Our hope as we continue the legacy of this program is to strengthen community relationships, show children a brighter future through the power of education, and continue to share the love and blessings of our Lord Jesus Christ.

EWB’s Personal Success Stories

My name is Richard Miti. My father died when I was in grade three. My family moved to Eastern Province and I started grade 4 at Likwizizi Alpha Community School (LACS). After my experience in government schools, I found LACS a very different place: it turned out to be the best school ever.

Learning at school was conducted in a very friendly manner. Our teachers were free to teach in the familiar Tumbuka language, the local language in the Lundazi district of Zambia. There were no restrictions on the language spoken in class or school. We were taught by lay teachers, some of them were not even grade twelve graduates but they did their job very well for village pupils like us.

Through the sponsorship programs from Education without Boundaries (EWB), our lay teachers got some training plus teaching manuals, materials and skills to teach us. We felt their fondness for the program, which had Christian values. The program that provided primary literacy in community schools classrooms is what made a difference, an opportunity for better lives for many of us. After passing grade eight from LACS, I successfully made it through grade ten. It took hard work, but I completed grade twelve with flying colours as one of the best grade twelve graduates of year in Lundazi District.

I’m a doctor today because I went to this school, because I was given an opportunity. When I began primary school, only a few people in the community made it to grade seven.
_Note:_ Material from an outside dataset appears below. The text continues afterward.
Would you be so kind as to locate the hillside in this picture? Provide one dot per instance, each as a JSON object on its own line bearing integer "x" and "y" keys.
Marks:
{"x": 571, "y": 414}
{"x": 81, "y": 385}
But now, the Likwizizi community has an uncountable number of grade twelve graduates and many university graduates. Every parent in our area is motivated to take their children to school because it is nearby and because they are encouraged that so many of us have completed our education. Without your contributions and dedication to Christian primary literacy education, we would not have been able to start our education journey. Our journey did not just help us get out of a doomed life, it also encouraged our youngsters to dream big, too.

On 6th June 2015, I was inducted into the noble health profession as a Medical Doctor, after graduating from the University of Zambia. Most of my friends and colleagues do not believe my career history, given the Likwizizi village part of my story. I am always told that it sounds so unrealistic to receive a good education in a village setting. Nonetheless, the experience was real. Likwizizi was a miracle for me, a big stepping stone. Going through such a life myself and being where I am today has helped me gain immense respect for the importance of opportunities given to us as pupils at this school.

Here are a few comments from a previous EWB Student:

I come from a very humble background. My deceased parents had little schooling and that is the reason I was prompted to put much effort into getting my education. I grew up in the small community where 85% of people have no access to education. It was like a dream come true to see such humble people from afar who had a passion to help uplift the standard of people in our community through the provision of free education.
I enrolled at the Christian community school, where I completed grade seven through senior level high school. With concentration, hard work and dedication, I wrote my senior level exams at Kabulonga High School and also managed to finish the curriculum provided through the donors. The high standard of that curriculum helped me to pass my GCE exams.

Mr. Ronald Zimba, the director of Education Without Boundaries Zambia, would come to distribute the books and materials and he used to encourage me a lot. He treated me like a son. Each time he visited our community school his words were to continue working hard.
A Christ-focused young man, Frank went on to a successful career in managing accounting software.